The negative association of Lp-PLA2 with HDL-size signals a possible scenario where the functionality of HDL particles is impaired. Accordingly, Pascot et al., [37] showed that the small HDL particle has been associated with atherogenic dyslipidemic profile and hyperinsulinemia. More recently, Medina-Urrutia et al.[38] demonstrated that adolescents with small HDL have reduced HDL-C, high triglycerides and HOMA-IR. Rizos et al.[12] verified that patients with metabolic syndrome have higher Lp-PLA2 than the control group, but the enzyme linked to HDL-Lp-PLA2 was lower in this group and negatively associated with HOMA-IR.

Tsimikas et al.[39], analyzing patients with or without cardiovascular events, observed that Lp-PLA2 was positively correlated with HOMA-IR in the two groups; nonetheless, the correlation was higher in the cardiovascular event group. In this fashion, our study demonstrated that this enzyme was positively correlated with glucose, reinforcing the notion of the negative impact of obesity on glucose metabolism.

Previous studies have shown that Lp-PLA2 is a good marker for cardiovascular risk in adults [10, 15, 40]. For instance, the Lp-PLA2 Studies Collaboration showed that the enzyme activity was positively correlated with non-HDL-C, LDL-C, Apo B and negatively correlated with HDL-C and Apo AI [10]. In the same way, Sabatine et al.[41] emphasized that Lp-PLA2 is an important predictor of coronary revascularization and unstable angina, and can also be treated as a new risk factor.

In contrast to many investigations related to negative impact of obesity on lipids, few studies including children and adolescents that linked obesity, lipid profile and Lp-PLA2. At the moment, there are only four studies evaluating Lp-PLA2 in children and adolescents. First, Okada et al.[42] showed that the Lp-PLA2 concentration of 17 obese children (11.9 ± 0.7 years old) was positively correlated with weight, waist/height ratio, subscapular/triceps ratio and LDL-C level. Castro et al.[43] compared diabetic young adults and adolescents (24.9 ± 7.8 years old) with controls (24.3 ± 9.6 years old), observing higher Lp-PLA2 activity and elevated susceptibility for oxidized LDL in diabetic patients. Subsequently, Nagel et al.[44], studying children with 10 years old, observed that overweight was positively associated with cardiometabolic markers, including Lp-PLA2 concentration. In 2011, Motykova et al. [45], examining a group of non-diabetic obese/overweight children, verified that body weight reduction determined a drop of Lp-PLA2 levels, but even after this alteration the concentrations remain elevated. Our study confirms the negative impact of Lp-PLA2 and amplifies these results in function of sample size, number cardiometabolic markers and the age of the adolescents included.

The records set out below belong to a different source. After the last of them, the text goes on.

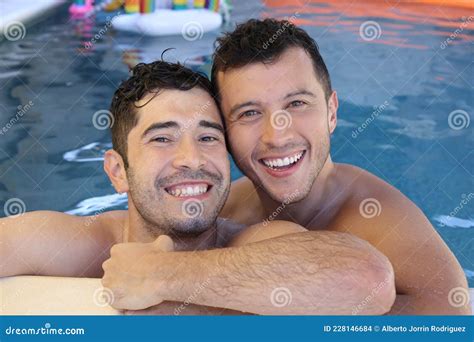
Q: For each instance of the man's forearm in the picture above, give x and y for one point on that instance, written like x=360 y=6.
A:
x=303 y=273
x=423 y=304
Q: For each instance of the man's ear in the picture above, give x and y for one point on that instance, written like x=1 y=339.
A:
x=115 y=169
x=333 y=104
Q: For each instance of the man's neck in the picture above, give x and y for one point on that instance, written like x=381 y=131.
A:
x=136 y=229
x=313 y=205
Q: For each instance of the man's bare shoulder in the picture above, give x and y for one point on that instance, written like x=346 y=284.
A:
x=112 y=224
x=372 y=204
x=243 y=196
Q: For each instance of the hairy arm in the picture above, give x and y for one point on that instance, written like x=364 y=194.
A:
x=53 y=244
x=279 y=269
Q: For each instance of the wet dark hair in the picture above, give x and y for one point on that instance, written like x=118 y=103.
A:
x=148 y=78
x=264 y=41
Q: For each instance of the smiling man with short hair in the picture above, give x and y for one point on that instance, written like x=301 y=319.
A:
x=169 y=154
x=280 y=110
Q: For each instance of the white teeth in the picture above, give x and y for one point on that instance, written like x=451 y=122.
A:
x=189 y=191
x=279 y=162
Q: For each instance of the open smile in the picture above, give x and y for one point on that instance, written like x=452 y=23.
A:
x=186 y=190
x=282 y=166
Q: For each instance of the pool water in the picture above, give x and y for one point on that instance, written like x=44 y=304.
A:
x=404 y=77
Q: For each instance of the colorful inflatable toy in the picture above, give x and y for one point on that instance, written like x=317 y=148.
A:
x=81 y=7
x=190 y=18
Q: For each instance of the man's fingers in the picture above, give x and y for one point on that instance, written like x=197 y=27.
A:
x=164 y=243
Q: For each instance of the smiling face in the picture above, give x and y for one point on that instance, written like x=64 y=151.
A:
x=179 y=175
x=278 y=123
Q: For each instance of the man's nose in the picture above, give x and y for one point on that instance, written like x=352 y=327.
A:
x=189 y=155
x=276 y=129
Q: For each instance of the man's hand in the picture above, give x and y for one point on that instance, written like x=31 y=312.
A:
x=133 y=275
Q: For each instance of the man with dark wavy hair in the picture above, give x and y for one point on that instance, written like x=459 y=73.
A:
x=168 y=251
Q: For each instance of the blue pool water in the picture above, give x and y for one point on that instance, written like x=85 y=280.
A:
x=404 y=76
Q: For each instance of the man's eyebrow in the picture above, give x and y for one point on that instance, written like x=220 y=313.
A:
x=210 y=124
x=242 y=105
x=160 y=125
x=299 y=92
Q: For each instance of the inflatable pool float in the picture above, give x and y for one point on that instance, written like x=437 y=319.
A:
x=190 y=18
x=169 y=22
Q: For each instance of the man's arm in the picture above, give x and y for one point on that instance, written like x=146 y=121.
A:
x=53 y=244
x=428 y=276
x=268 y=269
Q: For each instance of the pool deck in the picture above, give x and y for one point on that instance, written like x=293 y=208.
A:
x=25 y=11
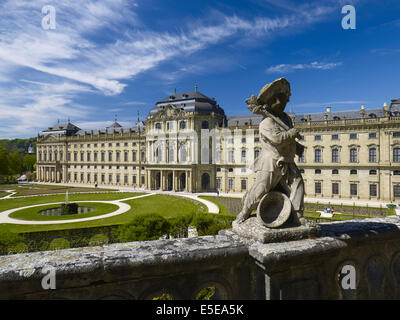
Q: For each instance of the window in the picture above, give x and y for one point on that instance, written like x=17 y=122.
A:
x=230 y=156
x=353 y=189
x=396 y=191
x=372 y=154
x=396 y=154
x=372 y=190
x=243 y=156
x=353 y=155
x=335 y=188
x=318 y=188
x=335 y=155
x=230 y=184
x=318 y=155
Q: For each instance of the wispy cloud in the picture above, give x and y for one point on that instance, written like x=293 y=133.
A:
x=287 y=68
x=68 y=52
x=31 y=106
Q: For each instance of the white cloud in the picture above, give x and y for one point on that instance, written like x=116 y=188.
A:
x=68 y=52
x=286 y=68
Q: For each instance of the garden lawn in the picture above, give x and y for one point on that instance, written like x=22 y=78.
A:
x=32 y=213
x=164 y=205
x=222 y=208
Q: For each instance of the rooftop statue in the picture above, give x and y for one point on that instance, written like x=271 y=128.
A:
x=278 y=192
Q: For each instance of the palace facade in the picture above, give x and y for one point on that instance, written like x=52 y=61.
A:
x=187 y=143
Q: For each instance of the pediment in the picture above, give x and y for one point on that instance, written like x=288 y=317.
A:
x=169 y=112
x=49 y=138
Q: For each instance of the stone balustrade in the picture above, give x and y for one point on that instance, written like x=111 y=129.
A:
x=236 y=268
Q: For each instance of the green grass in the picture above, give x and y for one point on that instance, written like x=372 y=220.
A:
x=167 y=206
x=32 y=213
x=222 y=208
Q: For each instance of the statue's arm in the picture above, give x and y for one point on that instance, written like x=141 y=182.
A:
x=274 y=134
x=299 y=149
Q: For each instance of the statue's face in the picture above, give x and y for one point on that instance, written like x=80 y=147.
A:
x=278 y=103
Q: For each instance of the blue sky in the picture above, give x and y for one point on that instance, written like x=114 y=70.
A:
x=118 y=57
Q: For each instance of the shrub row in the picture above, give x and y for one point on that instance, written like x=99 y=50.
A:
x=141 y=228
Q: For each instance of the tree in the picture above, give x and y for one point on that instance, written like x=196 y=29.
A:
x=15 y=163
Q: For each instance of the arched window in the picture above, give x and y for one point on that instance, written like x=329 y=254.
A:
x=353 y=155
x=372 y=154
x=318 y=155
x=183 y=154
x=335 y=155
x=396 y=154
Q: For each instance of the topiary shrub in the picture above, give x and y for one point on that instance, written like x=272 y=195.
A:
x=144 y=227
x=17 y=248
x=98 y=240
x=9 y=239
x=59 y=244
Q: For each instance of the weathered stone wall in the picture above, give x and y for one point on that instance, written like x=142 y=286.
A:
x=238 y=269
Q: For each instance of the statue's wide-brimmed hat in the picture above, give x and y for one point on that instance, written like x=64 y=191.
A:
x=279 y=86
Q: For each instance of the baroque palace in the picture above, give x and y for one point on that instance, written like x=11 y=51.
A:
x=187 y=143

In addition, many studies have shown that Lp-PLA2 activity is elevated in hypercholesterolemic, diabetic and metabolic syndrome patients [12, 46]. Nambi et al.[47] associated C-reactive protein and Lp-PLA2 to traditional risk factors for cardiovascular disease and proposed that these variables can be especially useful in individuals that are in intermediate risk according to these evaluations. Hence, Lp-PLA2 appears to be an important link between oxidation, inflammation, and altered lipid profile and insulin resistance on cardiovascular diseases. This action maybe involves the formation of lysophosphatidylcholine and isoprostanes that are the bioactive lipids released by Lp-PLA2[14].

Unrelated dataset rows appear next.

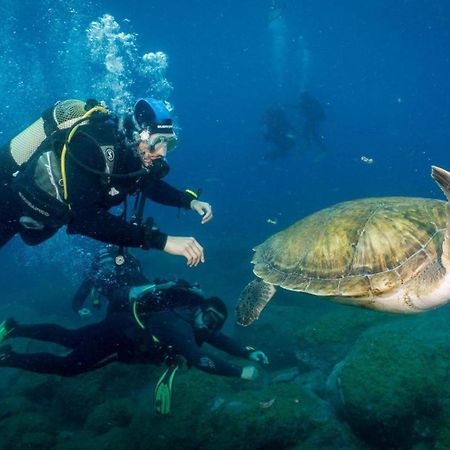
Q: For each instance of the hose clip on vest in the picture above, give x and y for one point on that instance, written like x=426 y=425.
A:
x=73 y=130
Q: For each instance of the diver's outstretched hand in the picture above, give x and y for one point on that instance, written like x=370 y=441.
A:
x=202 y=208
x=187 y=247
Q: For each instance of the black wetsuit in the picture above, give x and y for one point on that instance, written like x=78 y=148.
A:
x=90 y=195
x=112 y=283
x=118 y=338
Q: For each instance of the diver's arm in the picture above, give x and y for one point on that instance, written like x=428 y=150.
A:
x=165 y=194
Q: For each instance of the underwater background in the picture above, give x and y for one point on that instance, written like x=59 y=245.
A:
x=340 y=377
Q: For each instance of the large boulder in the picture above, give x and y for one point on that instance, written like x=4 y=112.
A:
x=393 y=385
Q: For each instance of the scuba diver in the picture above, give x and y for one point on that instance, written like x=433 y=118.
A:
x=78 y=161
x=312 y=114
x=113 y=272
x=165 y=324
x=278 y=132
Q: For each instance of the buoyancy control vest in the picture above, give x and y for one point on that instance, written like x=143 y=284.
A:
x=39 y=181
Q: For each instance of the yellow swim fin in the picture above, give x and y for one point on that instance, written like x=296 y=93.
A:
x=163 y=391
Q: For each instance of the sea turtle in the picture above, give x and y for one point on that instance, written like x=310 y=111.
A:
x=388 y=254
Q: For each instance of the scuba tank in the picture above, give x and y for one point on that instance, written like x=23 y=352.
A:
x=60 y=116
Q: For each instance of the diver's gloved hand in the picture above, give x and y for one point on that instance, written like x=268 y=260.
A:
x=249 y=373
x=85 y=313
x=202 y=208
x=258 y=356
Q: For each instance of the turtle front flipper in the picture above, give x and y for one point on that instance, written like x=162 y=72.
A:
x=252 y=301
x=442 y=178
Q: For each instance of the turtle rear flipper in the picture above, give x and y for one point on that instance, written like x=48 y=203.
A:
x=252 y=301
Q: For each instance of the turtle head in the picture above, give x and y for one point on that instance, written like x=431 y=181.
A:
x=254 y=297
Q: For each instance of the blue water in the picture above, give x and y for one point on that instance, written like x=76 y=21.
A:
x=381 y=68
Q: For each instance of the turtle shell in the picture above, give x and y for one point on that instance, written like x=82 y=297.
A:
x=357 y=248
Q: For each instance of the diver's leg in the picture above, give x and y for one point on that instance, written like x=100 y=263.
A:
x=57 y=334
x=48 y=333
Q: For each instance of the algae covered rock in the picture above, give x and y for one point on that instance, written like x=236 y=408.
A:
x=108 y=415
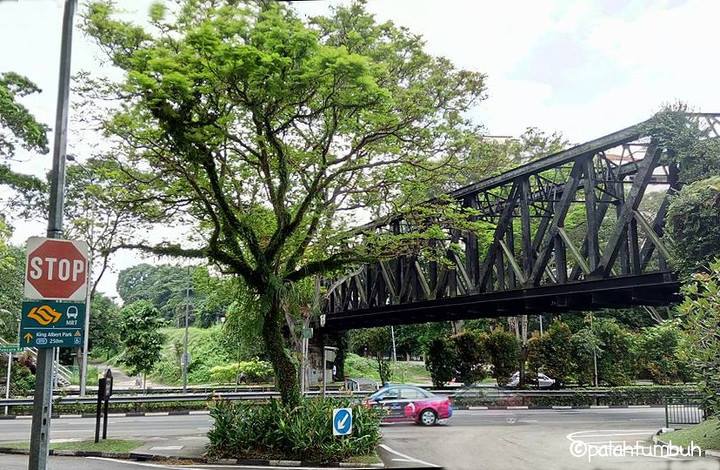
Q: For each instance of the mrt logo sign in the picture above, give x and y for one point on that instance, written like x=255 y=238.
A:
x=56 y=269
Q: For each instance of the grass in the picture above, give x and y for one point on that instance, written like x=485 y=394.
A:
x=406 y=372
x=368 y=459
x=109 y=445
x=92 y=374
x=205 y=353
x=706 y=435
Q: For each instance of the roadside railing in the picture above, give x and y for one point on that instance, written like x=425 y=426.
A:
x=683 y=411
x=158 y=398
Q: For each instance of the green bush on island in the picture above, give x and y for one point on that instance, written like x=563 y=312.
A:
x=267 y=431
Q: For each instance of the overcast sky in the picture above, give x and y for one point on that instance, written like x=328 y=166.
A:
x=584 y=68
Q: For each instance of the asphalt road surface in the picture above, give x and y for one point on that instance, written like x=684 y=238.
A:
x=484 y=439
x=534 y=439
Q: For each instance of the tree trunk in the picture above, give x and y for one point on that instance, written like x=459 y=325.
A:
x=286 y=373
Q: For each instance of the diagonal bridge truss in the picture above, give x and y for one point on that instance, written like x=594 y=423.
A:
x=577 y=230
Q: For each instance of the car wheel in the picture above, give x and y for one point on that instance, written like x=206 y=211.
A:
x=428 y=417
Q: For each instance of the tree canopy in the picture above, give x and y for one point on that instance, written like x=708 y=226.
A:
x=19 y=129
x=268 y=134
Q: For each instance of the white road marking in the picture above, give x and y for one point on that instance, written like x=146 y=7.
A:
x=411 y=459
x=609 y=433
x=138 y=464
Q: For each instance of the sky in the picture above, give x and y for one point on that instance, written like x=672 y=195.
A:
x=583 y=68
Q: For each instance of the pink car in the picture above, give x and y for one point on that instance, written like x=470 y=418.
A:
x=410 y=403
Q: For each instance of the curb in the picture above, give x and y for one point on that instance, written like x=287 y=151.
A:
x=130 y=414
x=657 y=440
x=133 y=414
x=552 y=407
x=146 y=457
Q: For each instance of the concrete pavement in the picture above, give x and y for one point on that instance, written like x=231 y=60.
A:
x=484 y=439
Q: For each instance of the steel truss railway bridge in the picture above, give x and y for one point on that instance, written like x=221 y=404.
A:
x=536 y=262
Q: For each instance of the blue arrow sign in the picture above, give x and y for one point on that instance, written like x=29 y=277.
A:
x=342 y=421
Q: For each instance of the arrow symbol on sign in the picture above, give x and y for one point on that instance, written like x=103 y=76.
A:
x=343 y=421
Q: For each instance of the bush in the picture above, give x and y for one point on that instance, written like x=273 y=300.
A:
x=694 y=214
x=658 y=350
x=504 y=351
x=470 y=355
x=253 y=371
x=552 y=352
x=440 y=361
x=270 y=431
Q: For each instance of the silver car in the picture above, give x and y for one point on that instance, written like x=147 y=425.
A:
x=543 y=380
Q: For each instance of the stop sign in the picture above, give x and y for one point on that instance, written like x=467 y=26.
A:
x=56 y=269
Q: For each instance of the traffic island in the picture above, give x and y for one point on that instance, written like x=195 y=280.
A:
x=705 y=435
x=155 y=452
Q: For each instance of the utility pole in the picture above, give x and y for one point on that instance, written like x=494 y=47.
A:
x=42 y=402
x=185 y=341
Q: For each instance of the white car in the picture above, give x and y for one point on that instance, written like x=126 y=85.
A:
x=542 y=379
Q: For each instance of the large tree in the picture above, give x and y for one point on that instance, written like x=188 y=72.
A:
x=19 y=129
x=269 y=134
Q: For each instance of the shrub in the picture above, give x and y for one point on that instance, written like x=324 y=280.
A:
x=616 y=360
x=253 y=371
x=701 y=315
x=469 y=359
x=245 y=430
x=694 y=214
x=440 y=360
x=504 y=351
x=658 y=350
x=552 y=352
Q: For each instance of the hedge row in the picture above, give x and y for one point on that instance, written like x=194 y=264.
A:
x=629 y=395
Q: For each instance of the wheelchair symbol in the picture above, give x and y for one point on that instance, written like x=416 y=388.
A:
x=72 y=312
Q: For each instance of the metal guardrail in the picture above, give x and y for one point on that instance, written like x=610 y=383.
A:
x=208 y=389
x=186 y=397
x=682 y=411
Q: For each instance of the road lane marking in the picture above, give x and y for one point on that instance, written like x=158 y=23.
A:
x=411 y=459
x=138 y=464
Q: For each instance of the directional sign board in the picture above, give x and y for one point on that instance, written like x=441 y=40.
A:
x=47 y=324
x=342 y=421
x=13 y=348
x=56 y=269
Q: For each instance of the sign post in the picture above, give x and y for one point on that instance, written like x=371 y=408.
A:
x=49 y=324
x=342 y=421
x=42 y=404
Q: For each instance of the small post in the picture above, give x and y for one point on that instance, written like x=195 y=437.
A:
x=86 y=339
x=106 y=397
x=392 y=334
x=101 y=396
x=7 y=382
x=185 y=340
x=324 y=368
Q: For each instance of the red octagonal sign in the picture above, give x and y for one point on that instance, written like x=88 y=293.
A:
x=56 y=269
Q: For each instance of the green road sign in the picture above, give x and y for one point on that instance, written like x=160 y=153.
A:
x=47 y=324
x=13 y=348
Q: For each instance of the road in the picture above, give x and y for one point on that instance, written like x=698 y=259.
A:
x=486 y=439
x=530 y=439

In spite of the important results obtained, we believe that this study shows limitations directly related to the design (cross-sectional) that limits the establishment of the causal impact of our results on prevalence of clinical events.

Finally, we conclude that in adolescence, Lp-PLA2 changes in function of obesity, and that it shows important associations with markers of cardiovascular risk, in particular with waist circumference, glucose, HDL size and Apo B/Apo AI ratio. This supports the hypothesis that Lp-PLA2 can be a biomarker of cardiovascular risk in adolescence, however for confirm this; new prospective cohorts will be required.